Security Governance, Risk, Compliance (GRC) Lead

Information Technology San Jose, California

Hungry. Humble. Honest.

Our values form the foundation of who we are and how we operate every day around the world. They show up in our ambition to achieve our dreams, our courage to do what matters, and our tenacity to keep customers happy. At Nutanix, we prize those unique individuals who demonstrate empathy, respect differences, and appreciate others. If you’re authentic, credible and transparent—someone who walks your talk and thrives on collaboration—we want you to join our team!

Be a part of building a company that is truly leading an IT revolution. We make infrastructure invisible, elevating IT to focus on the applications and services that power their business. Led by Dheeraj Pandey, one of CRN’s “Top 25 Innovators of 2016,” Nutanix welcomes big thinkers and budding entrepreneurs, those who are unafraid to take on seemingly impossible challenges and interested in learning how to build a business along the way.

Nutanix employees enjoy some amazing benefits and perks: healthcare, plenty of snacks, employee (and family) events, world renowned speakers, training and development, and much more. See what life is like at Nutanix by following us on Twitter: @NutanixCareers and Instagram: @Nutanix

Reporting to the head of cybersecurity, risk, and compliance, the GRC lead will build a program from the ground up including security policy, risk management process, and compliance with standards and regulations such as ISO27001 and EU GDPR.


  • Develop the GRC operating model and a service-oriented customer engagement model.
  • Operationalize various GRC capability areas such as enterprise security risk management, compliance management, policy management, security awareness training, third party risk management, and metrics and reporting.
  • Lead the operationalization of security compliance programs to support various compliance regulations.
  • Perform risk assessments that address security threats, changes to systems and/or applications, process improvement initiatives, supplier assessments (including downstream outsourcers) and other requests from the business.
  • Work with various operational and business teams to drive toward a cohesive view of security risk and drive remediation items to closure. Maintain accurate reporting of remediation activities to bring appropriate visibility to stakeholders.
  • Monitor the security risk profiles of our suppliers to objectively determine high risk suppliers that require additional review.
  • Establish and maintain security metrics and reporting.
  • Respond to customer security/compliance questionnaires
  • Act as security risk management “ambassador” to internal customers.

Accountable for

  • The use of defined risk methodologies and best practices to perform IT/Security assessments. Responsible for the planning, scoping and execution of these assessments.
  • Driving remediation activities from identification, remediation plan and closure. Hold owners accountable to delivery of remediation solution within the agreed upon/reasonable SLA.
  • Development of actionable and agile security compliance programs to support various compliance regulations.
  • Operationalization of a metrics and reporting function to continually report on meaningful security, risk and compliance metrics for operational and executive management . Develop and manage the automation of KRIs and KPI reporting that align with operational/business risk areas and corporate risk.

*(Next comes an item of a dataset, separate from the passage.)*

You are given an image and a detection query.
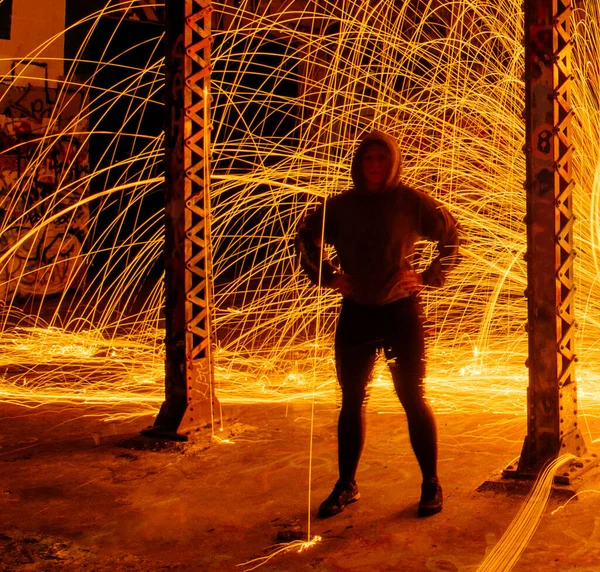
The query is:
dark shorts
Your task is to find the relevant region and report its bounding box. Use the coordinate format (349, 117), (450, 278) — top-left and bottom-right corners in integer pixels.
(335, 296), (425, 393)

  • Candidate must have 7+ years working in governance, risk and compliance and/or information security and risk management.
  • Functional knowledge of the CISSP security domains and information security industry standard and best practices.
  • Functional knowledge of applicable security regulatory requirements (SOX, GDPR).
  • Functional knowledge of ISMS governance models (i.e. ISO 27001, NIST, CAIQ), information security roles, security controls.
  • Functional knowledge of common security certifications (i.e. ISO 27001, SOC1, SOC2, Webtrust) and ability to glean significance from findings identified in these reports.
  • Ability to communicate risk methodologies and concepts to the business unit and IT.
  • Demonstrated experience with controls definition, development, implementation and assessment.
  • Strong interpersonal skills and ability to work effectively with diverse and distributed teams.
  • Strong attention to detail, project management and organizational skills.


Nutanix is an equal opportunity employer.

The Equal Employment Opportunity Policy is to provide fair and equal employment opportunity for all associates and job applicants regardless of race, color, religion, national origin, gender, sexual orientation, age, marital status, or disability. Nutanix hires and promotes individuals solely on the basis of their qualifications for the job to be filled.

Nutanix believes that associates should be provided with a working environment that enables each associate to be productive and to work to the best of his or her ability. We do not condone or tolerate an atmosphere of intimidation or harassment based on race, color, religion, national origin, gender, sexual orientation, age, marital status or disability.

We expect and require the cooperation of all associates in maintaining a discrimination and harassment-free atmosphere.